The advent of collaborative robots has enabled new applications where human and robots can work together safely and effectively toward achieving a common goal. However, robots in the industry, and particularly in assembly lines, are still programmed with time-consuming methods, have little to no adaptability to changes in the environment, and still present safety issues in close collaboration with a human, due to stiff control methods utilized to achieve accuracy. In this chapter, we address the problem of learning a pick-and-place task by kinesthetic demonstration and executing it to new and even moving targets, aiming at collaborative assembly lines where operations take place on a moving conveyor. Moreover, the human safety aspect is addressed via a control framework that includes two layers. The first layer is in the form of collision avoidance by altering the executed trajectory, and the second one is achieved by a compliant robot behavior that preserves safety under unintentional contacts, without compromising target-reaching accuracy.

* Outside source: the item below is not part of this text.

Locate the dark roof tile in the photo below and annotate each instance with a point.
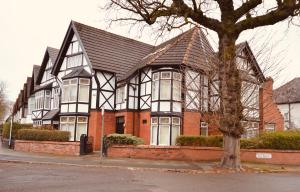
(289, 92)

For the learning part, we modify the traditional dynamic movement primitive (DMP) formulation for properly encoding the demonstrated task and generalizing it spatially to even moving targets. For the performance and safety part, we propose a control structure incorporating the DMP, the human avoidance signals, and the low stiffness controller of the robot to achieve safety and accuracy. Our approach is validated experimentally in a real-world industrial assembly scenario of a TV manufacturer, where a robot and a human collaboratively achieve the assembly of electronic boards on a TV back plate. This work contributes on a wider scale, as it aims to advance the way toward the adoption of human-robot collaboration in industrial assembly lines.